Un ancien président placé sur écoute, une polémique naissante sur l’instrumentalisation de la justice, des avocats parfois célèbres qui s’indignent publiquement… et au final, un gouvernement qui découvre l’affaire ? Selon les informations de Caroline Roux, éditorialiste à Europe 1, c’est en tout cas la ligne fermement adoptée au plus haut sommet de l’Etat. Les services de Manuel Valls et de Christiane Taubira affirment ainsi que les ministres de l’Intérieur et de la Justice ne savaient pas que l’ancien président était écouté par des juges. Car, rappelle-t-on allègrement, la justice est indépendante.
Les déductions de Valls. Place Beauvau, on se veut très clair : Manuel Valls n’a pas été informé de la mise sur écoute de Nicolas Sarkozy. Il n’a eu aucun compte rendu, ni écrit ni oral, sur cette affaire. D’ailleurs, à la connaissance du ministre de l’Intérieur, les conversations entre l’ancien président et son avocat n’ont pas été transcrites par la justice, sinon, comme le ministre l’affirme lui-même, tout serait déjà dans la presse. En fait, selon ses proches, Manuel Valls a déduit que Nicolas Sarkozy était probablement écouté quand le ministre a appris que Brice Hortefeux et Claude Guéant, deux des plus proches de l’ancien chef de l’Etat, l’étaient déjà eux-mêmes.
Place Beauvau, on reconnait tout juste que le ministre peut être informé la veille d’une perquisition, uniquement parce que cela mobilise des effectifs de police. Un ancien ministre de l’intérieur, de droite, qu’Europe 1 a consulté, assure pourtant qu’il pouvait avoir accès aux relevés d’écoute. Réponse d’un proche de Manuel Valls : "ils avaient oublié à l’époque que la justice était indépendante. "

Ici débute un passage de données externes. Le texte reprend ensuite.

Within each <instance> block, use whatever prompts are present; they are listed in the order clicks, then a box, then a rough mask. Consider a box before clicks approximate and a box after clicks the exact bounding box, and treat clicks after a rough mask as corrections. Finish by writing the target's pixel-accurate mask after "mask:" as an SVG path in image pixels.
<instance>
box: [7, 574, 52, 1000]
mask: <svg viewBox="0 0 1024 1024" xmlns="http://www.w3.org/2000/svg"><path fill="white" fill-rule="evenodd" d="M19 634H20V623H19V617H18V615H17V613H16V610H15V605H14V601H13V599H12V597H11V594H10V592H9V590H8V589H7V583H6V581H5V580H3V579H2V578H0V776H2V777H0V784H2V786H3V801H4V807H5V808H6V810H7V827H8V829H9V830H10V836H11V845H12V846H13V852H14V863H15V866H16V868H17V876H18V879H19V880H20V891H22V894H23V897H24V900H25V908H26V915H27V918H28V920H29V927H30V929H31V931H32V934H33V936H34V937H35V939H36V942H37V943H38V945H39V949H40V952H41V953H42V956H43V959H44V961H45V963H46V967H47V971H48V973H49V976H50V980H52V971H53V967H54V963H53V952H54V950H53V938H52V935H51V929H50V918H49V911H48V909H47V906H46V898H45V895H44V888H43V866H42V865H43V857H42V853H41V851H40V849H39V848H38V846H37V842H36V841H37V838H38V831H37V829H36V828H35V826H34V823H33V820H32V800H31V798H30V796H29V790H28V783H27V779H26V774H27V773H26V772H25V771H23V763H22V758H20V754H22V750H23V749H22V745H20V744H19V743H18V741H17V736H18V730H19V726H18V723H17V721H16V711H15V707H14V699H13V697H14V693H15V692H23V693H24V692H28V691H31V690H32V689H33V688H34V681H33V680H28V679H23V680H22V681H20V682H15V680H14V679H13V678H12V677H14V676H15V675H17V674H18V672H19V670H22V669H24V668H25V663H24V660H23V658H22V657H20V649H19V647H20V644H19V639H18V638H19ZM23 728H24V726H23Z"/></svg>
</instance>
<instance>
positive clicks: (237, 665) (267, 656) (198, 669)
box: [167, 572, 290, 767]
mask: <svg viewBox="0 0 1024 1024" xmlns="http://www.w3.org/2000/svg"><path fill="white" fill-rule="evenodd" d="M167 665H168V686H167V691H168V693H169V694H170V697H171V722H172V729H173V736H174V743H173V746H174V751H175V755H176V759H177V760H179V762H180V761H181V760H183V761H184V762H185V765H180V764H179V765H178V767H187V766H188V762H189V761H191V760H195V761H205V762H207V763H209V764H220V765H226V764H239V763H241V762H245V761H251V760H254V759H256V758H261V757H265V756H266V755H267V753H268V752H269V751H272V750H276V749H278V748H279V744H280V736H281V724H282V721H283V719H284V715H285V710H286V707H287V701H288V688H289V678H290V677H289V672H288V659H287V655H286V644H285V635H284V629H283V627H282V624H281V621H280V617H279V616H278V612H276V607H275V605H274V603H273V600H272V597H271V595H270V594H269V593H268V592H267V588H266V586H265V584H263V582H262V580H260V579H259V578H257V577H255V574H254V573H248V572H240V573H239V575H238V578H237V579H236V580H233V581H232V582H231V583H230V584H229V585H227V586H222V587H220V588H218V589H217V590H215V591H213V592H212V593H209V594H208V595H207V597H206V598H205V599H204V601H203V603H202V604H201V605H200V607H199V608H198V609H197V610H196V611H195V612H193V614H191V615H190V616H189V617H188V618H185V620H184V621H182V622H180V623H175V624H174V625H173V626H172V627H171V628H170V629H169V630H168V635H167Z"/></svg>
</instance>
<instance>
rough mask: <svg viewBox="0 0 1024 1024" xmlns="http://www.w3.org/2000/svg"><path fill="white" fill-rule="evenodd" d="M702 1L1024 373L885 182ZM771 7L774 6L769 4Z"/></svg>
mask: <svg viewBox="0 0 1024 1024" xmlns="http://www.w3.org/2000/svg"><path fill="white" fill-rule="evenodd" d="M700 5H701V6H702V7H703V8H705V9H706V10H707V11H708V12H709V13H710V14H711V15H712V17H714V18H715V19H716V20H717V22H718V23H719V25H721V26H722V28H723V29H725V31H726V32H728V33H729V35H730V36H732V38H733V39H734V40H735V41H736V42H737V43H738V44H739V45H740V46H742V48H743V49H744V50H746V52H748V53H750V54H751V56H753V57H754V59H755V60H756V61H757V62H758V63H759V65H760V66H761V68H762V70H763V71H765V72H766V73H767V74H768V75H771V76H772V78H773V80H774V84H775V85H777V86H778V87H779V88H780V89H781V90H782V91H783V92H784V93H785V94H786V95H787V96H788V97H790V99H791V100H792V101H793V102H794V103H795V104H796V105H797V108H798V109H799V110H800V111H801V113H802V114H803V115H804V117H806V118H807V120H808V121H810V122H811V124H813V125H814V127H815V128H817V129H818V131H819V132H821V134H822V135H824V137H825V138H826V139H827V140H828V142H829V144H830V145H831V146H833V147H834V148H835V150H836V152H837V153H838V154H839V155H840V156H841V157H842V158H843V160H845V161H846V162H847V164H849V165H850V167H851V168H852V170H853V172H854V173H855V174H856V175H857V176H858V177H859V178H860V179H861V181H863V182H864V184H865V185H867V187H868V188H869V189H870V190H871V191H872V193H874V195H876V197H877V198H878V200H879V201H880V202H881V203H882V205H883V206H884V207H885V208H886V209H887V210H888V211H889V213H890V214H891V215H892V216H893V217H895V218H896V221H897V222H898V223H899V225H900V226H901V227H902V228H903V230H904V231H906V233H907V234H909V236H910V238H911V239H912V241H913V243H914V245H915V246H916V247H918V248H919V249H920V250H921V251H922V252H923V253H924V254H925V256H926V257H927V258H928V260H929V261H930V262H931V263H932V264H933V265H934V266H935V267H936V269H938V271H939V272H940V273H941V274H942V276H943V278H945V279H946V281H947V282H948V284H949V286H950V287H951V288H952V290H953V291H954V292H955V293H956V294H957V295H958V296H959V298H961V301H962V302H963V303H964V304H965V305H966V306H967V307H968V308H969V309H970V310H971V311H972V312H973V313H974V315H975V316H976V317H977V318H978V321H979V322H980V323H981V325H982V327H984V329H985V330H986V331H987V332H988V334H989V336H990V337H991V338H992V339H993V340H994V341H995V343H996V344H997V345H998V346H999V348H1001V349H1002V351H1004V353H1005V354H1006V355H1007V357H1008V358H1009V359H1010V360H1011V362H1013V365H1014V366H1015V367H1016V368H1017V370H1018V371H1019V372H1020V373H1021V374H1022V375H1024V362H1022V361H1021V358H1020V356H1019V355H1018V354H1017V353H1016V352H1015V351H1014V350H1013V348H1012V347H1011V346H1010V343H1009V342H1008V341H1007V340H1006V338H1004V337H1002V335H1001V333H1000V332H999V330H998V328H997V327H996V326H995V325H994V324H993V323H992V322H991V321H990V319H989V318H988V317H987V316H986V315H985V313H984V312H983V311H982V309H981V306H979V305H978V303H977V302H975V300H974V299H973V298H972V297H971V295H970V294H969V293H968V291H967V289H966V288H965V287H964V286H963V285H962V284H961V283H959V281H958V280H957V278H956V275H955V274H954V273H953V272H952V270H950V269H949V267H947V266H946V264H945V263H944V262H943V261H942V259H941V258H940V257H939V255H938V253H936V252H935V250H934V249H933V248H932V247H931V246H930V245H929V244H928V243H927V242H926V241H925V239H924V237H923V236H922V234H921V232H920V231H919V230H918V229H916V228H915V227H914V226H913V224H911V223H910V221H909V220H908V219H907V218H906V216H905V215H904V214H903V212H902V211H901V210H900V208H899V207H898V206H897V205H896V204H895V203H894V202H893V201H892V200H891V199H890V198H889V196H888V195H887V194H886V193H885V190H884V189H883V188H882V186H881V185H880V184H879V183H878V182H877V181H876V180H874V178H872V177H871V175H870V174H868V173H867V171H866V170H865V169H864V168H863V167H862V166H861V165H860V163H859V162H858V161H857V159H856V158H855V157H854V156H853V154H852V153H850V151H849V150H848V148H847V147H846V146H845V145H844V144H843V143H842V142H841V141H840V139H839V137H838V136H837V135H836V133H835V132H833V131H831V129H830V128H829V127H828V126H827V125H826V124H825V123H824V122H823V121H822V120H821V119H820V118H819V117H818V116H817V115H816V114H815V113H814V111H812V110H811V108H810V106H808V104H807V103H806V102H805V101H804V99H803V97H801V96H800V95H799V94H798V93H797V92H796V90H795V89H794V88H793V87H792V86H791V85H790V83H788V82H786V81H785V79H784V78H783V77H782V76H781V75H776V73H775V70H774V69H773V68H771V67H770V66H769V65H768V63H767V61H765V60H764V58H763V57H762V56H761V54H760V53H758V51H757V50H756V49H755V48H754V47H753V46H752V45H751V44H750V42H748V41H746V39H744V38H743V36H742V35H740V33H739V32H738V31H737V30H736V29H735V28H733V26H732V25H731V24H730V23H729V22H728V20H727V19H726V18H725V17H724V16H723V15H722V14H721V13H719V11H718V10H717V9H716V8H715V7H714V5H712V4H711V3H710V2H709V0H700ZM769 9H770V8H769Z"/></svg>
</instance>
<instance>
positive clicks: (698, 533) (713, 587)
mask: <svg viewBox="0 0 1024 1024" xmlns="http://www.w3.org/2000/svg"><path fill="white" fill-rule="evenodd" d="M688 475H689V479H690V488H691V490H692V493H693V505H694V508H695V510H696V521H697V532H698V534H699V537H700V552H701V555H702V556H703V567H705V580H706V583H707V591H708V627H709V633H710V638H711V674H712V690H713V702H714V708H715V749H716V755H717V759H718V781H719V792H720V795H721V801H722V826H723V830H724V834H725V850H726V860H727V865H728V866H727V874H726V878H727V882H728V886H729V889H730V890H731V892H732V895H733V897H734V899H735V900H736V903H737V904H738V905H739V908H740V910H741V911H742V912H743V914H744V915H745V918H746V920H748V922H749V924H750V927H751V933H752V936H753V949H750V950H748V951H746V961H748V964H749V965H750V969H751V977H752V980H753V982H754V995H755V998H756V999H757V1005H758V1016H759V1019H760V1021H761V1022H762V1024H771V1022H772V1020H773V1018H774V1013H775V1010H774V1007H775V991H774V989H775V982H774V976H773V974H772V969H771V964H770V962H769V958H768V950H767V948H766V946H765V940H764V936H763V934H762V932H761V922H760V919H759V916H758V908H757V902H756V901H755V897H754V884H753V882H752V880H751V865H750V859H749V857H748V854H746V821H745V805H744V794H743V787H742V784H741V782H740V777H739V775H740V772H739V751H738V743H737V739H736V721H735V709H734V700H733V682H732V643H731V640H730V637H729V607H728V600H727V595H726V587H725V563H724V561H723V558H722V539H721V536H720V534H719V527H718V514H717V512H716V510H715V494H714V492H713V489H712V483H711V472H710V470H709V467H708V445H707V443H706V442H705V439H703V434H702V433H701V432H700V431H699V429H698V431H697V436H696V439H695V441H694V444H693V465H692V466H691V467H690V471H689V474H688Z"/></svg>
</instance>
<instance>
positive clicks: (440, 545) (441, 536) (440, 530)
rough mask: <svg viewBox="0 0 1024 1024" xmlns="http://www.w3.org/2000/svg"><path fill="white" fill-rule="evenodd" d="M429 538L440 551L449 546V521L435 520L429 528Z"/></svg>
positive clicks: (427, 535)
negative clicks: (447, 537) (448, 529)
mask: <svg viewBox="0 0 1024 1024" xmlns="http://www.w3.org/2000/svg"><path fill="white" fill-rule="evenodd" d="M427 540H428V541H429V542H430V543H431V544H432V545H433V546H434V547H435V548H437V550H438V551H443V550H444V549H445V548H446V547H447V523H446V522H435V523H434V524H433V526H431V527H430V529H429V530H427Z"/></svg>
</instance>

Chez Taubira, on s’agace. Au ministère de la Justice aussi, on affirme que Christiane Taubira a découvert l’affaire dans les journaux, comme tout le monde. L’entourage de la ministre s’indignait même qu’on puisse poser la question. "Les juges d’instructions sont indépendants, ils n’ont pas à rendre des comptes", martèle-ton à la Chancellerie, chiffres à l’appui : on est passé de 40.000 à 5.000 affaires signalées par les parquets au ministère, affirme ainsi une conseillère. En fait, seuls les dossiers sensibles remontent jusqu’à la garde des Sceaux. Et visiblement, la mise sur écoute d’un ancien président ne fait pas partie de cette catégorie.
La contre-offensive de la droite. Pour riposter à cette embarrassante affaire, la droite parle de complot, d’instrumentalisation politique de la justice. L’opposition obéit ainsi à un réflexe politique devenu banal à droite comme à gauche, selon les majorités : alimenter la suspicion sur une justice aux ordres. Lundi matin, des amis de Nicolas Sarkozy devraient ainsi largement s’épancher, dénonçant des pratiques dignes de l’Allemagne de l’est ou affirmant ne pas croire au hasard. Une contre- offensive qui doit aussi servir à remobiliser des troupes un peu sonnées. Le tout à moins de deux semaines du premier tour des municipales.